“Give me a token. Give me a token. I want it fast. I want it cheap. I want it now.”
This is the mantra for developers building software based on generative AI models, or at least what Parasail CEO Mike Henry is hearing. Parasail provides cloud computing services to companies running AI models for inference, and Henry told TechCrunch that the company generates 500 billion tokens per day. What about tokenmaxxing?
Henry is an executive at Groq, an LLM-focused chipmaker where he built the company’s cloud products. We recognized early on that developers building software based on AI models wanted cloud processing specific to their needs. Now, coming out of stealth a year ago, Parasail has raised $32 million in Series A to do it at scale.
Although Henry has experience in physical chip design, Parasail is not keen on owning its own chips. Although some of its GPUs are manufactured in-house, the company primarily rents processing time at its 40 data centers in 15 countries around the world, purchases additional ones from liquidity markets, and orchestrates everything behind the scenes to reduce the cost of inference requests.

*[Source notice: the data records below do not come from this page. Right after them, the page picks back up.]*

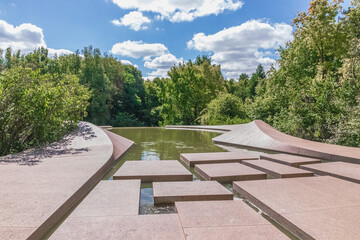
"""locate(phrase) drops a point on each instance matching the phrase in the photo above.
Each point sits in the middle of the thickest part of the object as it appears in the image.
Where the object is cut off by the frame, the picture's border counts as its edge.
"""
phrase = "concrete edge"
(67, 206)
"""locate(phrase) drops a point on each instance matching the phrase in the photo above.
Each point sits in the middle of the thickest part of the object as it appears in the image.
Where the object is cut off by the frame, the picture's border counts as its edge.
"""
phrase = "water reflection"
(166, 144)
(161, 144)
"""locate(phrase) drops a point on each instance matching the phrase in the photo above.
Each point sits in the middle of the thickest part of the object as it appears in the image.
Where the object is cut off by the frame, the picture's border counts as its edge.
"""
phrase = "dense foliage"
(312, 92)
(43, 98)
(38, 108)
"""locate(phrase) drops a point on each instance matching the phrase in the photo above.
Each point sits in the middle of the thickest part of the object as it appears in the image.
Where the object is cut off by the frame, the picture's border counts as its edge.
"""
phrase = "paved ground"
(154, 171)
(228, 172)
(171, 192)
(312, 208)
(346, 171)
(259, 135)
(224, 220)
(38, 186)
(277, 170)
(191, 159)
(291, 160)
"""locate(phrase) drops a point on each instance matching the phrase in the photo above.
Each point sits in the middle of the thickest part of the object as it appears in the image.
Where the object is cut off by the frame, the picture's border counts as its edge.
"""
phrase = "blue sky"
(154, 35)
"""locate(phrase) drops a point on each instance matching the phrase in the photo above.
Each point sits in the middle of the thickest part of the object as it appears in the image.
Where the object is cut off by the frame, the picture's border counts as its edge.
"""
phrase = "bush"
(36, 108)
(225, 109)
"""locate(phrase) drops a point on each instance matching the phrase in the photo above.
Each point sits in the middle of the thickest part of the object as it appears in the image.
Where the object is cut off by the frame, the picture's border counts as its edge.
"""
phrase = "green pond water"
(161, 144)
(168, 144)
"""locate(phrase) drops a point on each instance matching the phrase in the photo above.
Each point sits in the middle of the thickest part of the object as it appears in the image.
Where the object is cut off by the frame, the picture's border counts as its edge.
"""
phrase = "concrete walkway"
(39, 186)
(260, 135)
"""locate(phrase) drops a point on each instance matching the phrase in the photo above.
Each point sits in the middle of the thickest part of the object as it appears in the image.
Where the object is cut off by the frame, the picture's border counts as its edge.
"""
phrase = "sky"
(153, 35)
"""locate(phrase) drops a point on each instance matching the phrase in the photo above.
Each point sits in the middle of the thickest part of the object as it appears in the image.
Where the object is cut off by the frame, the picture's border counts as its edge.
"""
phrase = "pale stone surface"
(141, 227)
(191, 159)
(278, 170)
(51, 180)
(154, 171)
(343, 170)
(312, 208)
(262, 232)
(224, 220)
(111, 198)
(260, 135)
(288, 159)
(228, 172)
(170, 192)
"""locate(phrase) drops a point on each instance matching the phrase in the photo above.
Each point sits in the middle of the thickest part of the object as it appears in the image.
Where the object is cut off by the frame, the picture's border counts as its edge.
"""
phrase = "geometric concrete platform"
(141, 227)
(312, 208)
(224, 220)
(154, 171)
(292, 160)
(191, 159)
(170, 192)
(343, 170)
(228, 172)
(111, 198)
(277, 170)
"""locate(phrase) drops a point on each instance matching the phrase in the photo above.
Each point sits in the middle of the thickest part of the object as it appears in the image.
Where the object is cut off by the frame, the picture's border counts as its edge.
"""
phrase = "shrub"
(36, 108)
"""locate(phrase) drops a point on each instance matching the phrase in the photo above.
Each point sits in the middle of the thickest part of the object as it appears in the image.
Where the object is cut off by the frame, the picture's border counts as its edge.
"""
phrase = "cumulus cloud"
(134, 20)
(127, 62)
(138, 49)
(180, 10)
(161, 65)
(240, 49)
(25, 37)
(58, 52)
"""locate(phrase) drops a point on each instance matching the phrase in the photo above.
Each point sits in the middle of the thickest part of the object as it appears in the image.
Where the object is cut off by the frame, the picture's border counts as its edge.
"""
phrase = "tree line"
(312, 93)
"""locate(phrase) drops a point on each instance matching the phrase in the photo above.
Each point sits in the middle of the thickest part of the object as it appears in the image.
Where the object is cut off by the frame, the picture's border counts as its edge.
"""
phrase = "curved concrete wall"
(35, 197)
(261, 135)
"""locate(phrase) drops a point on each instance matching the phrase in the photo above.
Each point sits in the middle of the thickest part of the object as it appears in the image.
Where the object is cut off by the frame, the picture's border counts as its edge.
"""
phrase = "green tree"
(38, 108)
(225, 109)
(188, 91)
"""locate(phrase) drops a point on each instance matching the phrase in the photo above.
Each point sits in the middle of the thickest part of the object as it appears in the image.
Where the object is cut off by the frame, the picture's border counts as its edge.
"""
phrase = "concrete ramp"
(260, 135)
(311, 208)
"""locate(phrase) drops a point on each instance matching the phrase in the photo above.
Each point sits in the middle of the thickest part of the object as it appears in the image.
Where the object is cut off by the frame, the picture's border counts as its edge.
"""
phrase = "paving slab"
(111, 198)
(288, 159)
(154, 171)
(263, 232)
(312, 208)
(228, 172)
(191, 159)
(278, 170)
(260, 135)
(171, 192)
(343, 170)
(141, 227)
(224, 220)
(39, 186)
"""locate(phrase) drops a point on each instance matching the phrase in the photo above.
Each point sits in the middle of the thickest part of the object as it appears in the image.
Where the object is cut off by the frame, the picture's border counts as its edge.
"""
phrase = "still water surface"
(162, 144)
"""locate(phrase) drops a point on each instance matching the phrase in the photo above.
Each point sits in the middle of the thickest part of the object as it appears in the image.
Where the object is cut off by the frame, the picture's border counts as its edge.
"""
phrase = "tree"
(225, 109)
(188, 90)
(38, 108)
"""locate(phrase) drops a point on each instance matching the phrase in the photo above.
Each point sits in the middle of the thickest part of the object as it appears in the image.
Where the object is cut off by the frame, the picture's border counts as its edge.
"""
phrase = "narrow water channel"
(167, 144)
(162, 144)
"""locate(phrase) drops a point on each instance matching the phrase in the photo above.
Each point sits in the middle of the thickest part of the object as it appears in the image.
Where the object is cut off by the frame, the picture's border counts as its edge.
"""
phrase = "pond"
(162, 144)
(167, 144)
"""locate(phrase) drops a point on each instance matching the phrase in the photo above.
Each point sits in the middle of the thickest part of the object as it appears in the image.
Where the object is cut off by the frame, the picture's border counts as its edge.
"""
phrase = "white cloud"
(138, 49)
(25, 37)
(240, 49)
(127, 62)
(180, 10)
(134, 20)
(161, 65)
(58, 52)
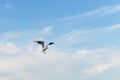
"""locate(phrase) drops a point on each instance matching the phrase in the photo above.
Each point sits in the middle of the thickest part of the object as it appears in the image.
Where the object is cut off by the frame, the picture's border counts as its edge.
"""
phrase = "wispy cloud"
(8, 48)
(8, 5)
(100, 12)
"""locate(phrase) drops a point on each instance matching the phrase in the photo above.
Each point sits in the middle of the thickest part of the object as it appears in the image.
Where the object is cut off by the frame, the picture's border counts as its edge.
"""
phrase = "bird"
(44, 48)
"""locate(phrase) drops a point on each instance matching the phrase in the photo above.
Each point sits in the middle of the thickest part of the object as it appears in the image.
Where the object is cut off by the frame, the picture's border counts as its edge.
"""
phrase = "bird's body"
(44, 48)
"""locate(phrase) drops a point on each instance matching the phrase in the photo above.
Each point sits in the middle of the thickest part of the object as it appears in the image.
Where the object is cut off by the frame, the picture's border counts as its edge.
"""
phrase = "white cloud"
(97, 69)
(8, 5)
(100, 11)
(114, 27)
(8, 48)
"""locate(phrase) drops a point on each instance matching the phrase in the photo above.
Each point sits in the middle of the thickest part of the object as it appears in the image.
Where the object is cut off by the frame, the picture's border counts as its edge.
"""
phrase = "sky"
(85, 32)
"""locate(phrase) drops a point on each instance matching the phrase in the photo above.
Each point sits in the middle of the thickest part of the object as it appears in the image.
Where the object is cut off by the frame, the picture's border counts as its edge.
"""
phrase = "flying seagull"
(44, 48)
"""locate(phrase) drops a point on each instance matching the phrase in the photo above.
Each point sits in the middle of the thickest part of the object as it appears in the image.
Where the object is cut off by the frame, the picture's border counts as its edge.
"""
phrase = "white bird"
(44, 48)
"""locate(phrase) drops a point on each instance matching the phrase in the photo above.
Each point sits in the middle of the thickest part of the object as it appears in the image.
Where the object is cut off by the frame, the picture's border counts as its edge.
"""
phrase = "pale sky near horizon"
(86, 35)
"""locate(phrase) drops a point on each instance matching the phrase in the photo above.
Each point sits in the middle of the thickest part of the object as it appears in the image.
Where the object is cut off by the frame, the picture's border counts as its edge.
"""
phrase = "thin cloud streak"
(100, 12)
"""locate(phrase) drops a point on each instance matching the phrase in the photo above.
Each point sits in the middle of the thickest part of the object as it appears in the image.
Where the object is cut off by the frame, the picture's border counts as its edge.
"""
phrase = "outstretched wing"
(41, 42)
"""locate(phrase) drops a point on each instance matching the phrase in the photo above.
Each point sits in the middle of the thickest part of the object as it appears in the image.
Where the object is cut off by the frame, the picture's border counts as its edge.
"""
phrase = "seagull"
(44, 48)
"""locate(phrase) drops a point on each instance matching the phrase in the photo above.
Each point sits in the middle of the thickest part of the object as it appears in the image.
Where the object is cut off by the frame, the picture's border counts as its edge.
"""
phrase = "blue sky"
(85, 32)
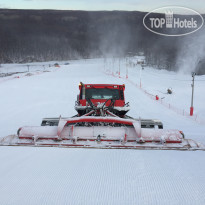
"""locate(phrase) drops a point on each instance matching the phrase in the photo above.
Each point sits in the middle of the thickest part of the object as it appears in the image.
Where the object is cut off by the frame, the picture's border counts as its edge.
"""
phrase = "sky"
(129, 5)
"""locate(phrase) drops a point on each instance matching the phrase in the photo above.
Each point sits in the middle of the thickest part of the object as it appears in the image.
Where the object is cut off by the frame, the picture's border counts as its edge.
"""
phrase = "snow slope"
(92, 176)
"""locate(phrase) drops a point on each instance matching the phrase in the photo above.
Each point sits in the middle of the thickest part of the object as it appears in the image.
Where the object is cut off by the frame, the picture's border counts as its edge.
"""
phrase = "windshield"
(103, 93)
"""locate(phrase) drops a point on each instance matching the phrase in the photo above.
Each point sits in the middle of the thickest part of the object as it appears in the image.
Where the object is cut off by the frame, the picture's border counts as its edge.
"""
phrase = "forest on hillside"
(44, 35)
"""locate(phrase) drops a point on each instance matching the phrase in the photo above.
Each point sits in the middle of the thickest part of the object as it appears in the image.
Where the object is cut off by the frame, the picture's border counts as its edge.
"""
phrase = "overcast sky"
(131, 5)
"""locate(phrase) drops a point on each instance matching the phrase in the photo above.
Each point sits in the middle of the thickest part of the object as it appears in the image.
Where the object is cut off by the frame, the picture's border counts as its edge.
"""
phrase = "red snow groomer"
(101, 122)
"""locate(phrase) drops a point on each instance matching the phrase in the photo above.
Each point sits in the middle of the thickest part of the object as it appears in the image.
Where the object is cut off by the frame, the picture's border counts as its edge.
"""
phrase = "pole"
(119, 67)
(192, 97)
(140, 77)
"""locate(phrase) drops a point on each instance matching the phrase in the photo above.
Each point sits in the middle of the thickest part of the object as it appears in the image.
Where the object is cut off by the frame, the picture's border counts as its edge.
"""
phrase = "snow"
(93, 176)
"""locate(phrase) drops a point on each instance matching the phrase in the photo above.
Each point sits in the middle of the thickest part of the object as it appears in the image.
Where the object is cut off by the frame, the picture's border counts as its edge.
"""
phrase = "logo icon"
(173, 21)
(169, 18)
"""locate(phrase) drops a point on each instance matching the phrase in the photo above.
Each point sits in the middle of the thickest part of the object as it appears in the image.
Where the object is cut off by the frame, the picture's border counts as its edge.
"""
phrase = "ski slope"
(91, 176)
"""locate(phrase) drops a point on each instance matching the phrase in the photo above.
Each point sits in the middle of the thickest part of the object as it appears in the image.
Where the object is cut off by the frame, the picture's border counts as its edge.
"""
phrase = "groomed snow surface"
(31, 175)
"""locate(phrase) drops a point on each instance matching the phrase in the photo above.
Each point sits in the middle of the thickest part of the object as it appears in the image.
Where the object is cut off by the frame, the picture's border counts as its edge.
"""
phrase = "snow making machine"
(101, 122)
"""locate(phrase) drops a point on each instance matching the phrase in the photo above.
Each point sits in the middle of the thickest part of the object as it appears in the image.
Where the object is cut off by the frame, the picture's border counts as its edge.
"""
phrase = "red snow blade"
(100, 132)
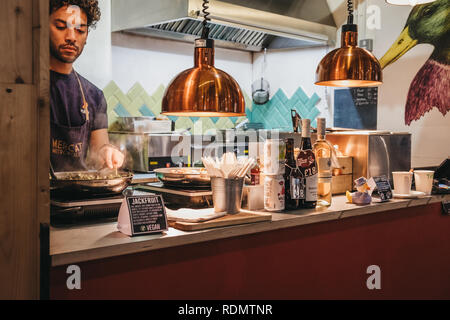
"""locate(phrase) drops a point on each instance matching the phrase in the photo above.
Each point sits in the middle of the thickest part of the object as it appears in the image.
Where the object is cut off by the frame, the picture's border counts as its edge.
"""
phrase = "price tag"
(384, 187)
(142, 214)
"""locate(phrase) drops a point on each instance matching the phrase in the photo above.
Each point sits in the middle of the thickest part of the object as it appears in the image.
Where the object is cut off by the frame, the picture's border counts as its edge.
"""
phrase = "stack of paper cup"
(274, 159)
(424, 180)
(274, 154)
(402, 182)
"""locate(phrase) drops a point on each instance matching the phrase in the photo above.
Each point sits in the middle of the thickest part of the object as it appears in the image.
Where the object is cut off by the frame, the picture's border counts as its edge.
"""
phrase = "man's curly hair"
(90, 7)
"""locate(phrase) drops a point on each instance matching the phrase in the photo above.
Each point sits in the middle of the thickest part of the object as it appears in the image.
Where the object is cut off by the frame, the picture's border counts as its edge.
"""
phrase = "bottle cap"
(306, 128)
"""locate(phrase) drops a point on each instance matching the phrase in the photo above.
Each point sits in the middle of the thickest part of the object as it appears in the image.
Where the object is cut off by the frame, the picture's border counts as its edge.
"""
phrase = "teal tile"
(233, 119)
(121, 111)
(301, 95)
(146, 111)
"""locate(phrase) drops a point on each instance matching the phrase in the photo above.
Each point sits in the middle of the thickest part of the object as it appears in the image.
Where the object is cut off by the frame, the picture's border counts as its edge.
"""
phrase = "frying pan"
(180, 177)
(69, 183)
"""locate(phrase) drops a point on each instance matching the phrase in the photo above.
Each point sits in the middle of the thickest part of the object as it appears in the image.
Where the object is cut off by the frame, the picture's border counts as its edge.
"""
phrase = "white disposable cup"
(424, 180)
(402, 182)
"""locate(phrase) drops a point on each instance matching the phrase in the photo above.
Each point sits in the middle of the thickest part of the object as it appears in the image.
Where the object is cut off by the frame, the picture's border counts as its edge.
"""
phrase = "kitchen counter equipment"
(183, 177)
(374, 153)
(89, 183)
(175, 198)
(143, 125)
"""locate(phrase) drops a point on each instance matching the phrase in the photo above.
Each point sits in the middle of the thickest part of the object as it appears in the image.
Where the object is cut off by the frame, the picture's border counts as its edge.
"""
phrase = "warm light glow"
(203, 114)
(348, 83)
(408, 2)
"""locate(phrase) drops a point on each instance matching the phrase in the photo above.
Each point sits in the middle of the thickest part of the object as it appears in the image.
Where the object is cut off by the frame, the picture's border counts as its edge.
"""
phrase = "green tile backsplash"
(275, 114)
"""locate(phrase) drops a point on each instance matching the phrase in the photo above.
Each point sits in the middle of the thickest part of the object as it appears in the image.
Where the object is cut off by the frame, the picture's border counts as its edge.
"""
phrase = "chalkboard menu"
(147, 214)
(356, 108)
(384, 188)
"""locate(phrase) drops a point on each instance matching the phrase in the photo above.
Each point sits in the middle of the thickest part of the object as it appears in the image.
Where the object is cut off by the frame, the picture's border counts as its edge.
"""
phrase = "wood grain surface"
(227, 220)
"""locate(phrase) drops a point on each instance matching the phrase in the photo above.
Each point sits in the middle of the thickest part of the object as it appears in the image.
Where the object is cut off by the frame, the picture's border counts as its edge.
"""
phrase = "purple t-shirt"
(66, 102)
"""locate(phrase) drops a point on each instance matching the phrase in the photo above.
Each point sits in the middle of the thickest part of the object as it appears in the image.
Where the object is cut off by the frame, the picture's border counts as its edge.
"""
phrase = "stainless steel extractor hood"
(238, 24)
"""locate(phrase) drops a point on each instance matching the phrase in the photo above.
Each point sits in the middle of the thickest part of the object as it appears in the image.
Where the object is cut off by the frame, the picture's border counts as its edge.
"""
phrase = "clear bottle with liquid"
(323, 153)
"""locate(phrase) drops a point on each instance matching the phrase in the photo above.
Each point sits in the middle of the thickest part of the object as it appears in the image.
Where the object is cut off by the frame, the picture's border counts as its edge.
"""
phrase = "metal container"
(143, 125)
(148, 151)
(183, 177)
(227, 194)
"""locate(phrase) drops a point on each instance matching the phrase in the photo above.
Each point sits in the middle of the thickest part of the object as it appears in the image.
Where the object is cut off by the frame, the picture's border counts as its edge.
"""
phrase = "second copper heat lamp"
(203, 91)
(349, 65)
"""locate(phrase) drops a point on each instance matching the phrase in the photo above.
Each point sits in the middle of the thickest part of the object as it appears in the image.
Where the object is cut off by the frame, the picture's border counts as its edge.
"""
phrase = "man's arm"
(103, 153)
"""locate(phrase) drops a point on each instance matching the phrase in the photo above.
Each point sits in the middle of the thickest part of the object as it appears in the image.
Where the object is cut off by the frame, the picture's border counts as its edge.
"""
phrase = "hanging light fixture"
(349, 65)
(203, 91)
(408, 2)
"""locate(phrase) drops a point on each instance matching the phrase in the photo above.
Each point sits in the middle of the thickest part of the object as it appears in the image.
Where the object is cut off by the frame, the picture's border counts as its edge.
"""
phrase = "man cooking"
(77, 108)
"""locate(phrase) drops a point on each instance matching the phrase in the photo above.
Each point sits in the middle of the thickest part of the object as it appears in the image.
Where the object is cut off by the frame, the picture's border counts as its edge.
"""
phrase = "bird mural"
(430, 88)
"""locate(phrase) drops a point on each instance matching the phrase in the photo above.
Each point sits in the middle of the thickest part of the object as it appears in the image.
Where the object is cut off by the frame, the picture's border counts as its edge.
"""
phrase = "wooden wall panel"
(24, 156)
(18, 218)
(16, 64)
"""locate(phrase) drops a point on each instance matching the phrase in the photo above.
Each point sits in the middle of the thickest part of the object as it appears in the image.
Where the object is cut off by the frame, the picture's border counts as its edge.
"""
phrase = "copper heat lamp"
(349, 66)
(203, 91)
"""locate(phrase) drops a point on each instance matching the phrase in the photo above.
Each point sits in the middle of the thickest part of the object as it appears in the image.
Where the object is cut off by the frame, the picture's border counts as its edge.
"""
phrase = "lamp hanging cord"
(206, 18)
(350, 12)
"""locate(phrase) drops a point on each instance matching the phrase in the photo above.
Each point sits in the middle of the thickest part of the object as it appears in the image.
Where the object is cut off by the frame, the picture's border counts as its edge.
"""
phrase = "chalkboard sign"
(356, 108)
(384, 188)
(142, 214)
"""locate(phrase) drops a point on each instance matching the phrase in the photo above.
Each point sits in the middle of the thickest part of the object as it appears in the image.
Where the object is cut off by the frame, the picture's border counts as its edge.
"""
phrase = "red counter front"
(326, 260)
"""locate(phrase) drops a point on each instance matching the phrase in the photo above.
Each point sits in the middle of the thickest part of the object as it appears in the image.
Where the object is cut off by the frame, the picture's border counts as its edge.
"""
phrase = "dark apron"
(69, 145)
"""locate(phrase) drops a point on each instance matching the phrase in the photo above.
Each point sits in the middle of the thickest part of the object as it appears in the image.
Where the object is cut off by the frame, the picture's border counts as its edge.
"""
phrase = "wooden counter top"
(98, 241)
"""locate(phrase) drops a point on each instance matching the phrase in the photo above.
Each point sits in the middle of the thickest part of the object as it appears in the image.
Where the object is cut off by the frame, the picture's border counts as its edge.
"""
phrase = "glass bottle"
(293, 179)
(322, 151)
(306, 161)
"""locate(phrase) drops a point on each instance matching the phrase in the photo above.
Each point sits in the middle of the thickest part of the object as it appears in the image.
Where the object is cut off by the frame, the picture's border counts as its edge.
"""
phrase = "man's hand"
(110, 157)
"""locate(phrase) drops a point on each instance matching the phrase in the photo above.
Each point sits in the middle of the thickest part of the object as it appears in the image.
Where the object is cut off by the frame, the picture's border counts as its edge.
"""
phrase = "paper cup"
(424, 180)
(402, 182)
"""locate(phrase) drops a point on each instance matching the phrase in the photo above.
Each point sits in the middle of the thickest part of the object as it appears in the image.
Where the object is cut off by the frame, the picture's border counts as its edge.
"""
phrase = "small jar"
(274, 193)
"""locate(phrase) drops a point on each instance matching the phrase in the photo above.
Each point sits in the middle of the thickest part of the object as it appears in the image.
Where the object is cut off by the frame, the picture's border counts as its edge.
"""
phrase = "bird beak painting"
(403, 44)
(430, 88)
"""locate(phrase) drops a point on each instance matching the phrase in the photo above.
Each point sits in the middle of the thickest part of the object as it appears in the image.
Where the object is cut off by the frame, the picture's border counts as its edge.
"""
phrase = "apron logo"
(61, 147)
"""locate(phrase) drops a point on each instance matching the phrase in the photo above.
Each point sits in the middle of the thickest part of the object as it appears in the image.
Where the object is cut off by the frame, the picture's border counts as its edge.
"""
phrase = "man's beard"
(56, 53)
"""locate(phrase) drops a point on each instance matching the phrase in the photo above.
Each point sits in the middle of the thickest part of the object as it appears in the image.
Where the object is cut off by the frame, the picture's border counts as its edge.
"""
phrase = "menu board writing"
(147, 214)
(384, 188)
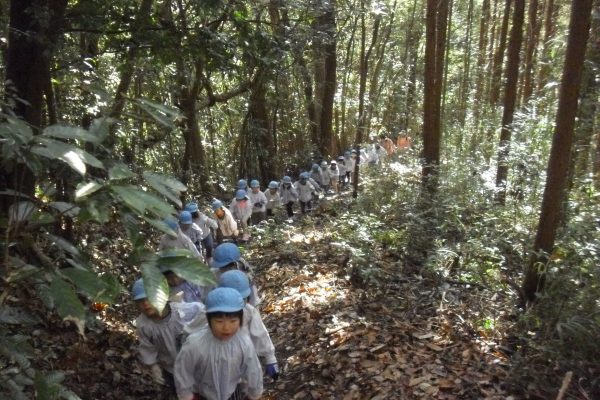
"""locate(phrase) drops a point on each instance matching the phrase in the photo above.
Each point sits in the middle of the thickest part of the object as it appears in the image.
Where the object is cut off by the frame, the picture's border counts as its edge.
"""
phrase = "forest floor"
(339, 333)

By allocating workloads wisely and avoiding peaks in demand, the company aims to compete with companies that own their own silicon and may be constrained by existing customer commitments and workloads.
The company’s potential depends on the continued adoption of its open source models and agents outside of Frontier Labs. Parasail executives and investors say this is due to the increased cost and friction of using products from companies like Anthropic and OpenAI.
Instead, hybrid architectures are emerging, according to Andreas Stuhlmüller, CEO of Elicit. Elicit is a startup that raised $22 million in Series A to develop a research assistant for scientific literature. His clients, leading pharmaceutical companies, use LLM-based tools to review and analyze data from tens of thousands of scientific papers.
tech crunch event
San Francisco, California
|
October 13-15, 2026
“Sending 100,000 requests to an API endpoint is a huge pain, so we moved more towards an open model,” Stuhlmüller told TechCrunch. Especially now, the company relies on agents to improve its services, divide tasks and do more strategic work over longer periods of time. The open model handles the initial screening to reduce labor costs before the more capable frontier model provides the final answer.
Agents are becoming an increasingly common part of software development, and the proliferation of model queries is driving investment in companies like Parasail that provide infrastructure for inexpensive inference. Samir Kumar, a partner at Touring Capital who co-led the round, told TechCrunch that he expects inference to account for at least 20% of the cost of building software in the future.
How much of that market does Parasail represent?In the crowded cloud computing space, Henry argues that his company’s focus on inference (no training allowed) and willingness to accept start-up customers without long-term contracts sets it apart from larger cloud computing companies focused on enterprise businesses and even better-funded competitors in the cloud inference space such as Fireworks AI and Baseten.
Of course, a different type of risk exists when all your customers are seed and Series B startups in the unpredictable AI space.
Steve Jang, partner at Kindred Ventures, another co-leader of the funding, said the economics of model deployment necessitate a compute intermediary like the one provided by Parasail. That was before models for content generation and robotics were widely used.
“Everyone thought there was an AI bubble. There is no AI bubble,” he told TechCrunch. “We estimate that demand far exceeds supply.”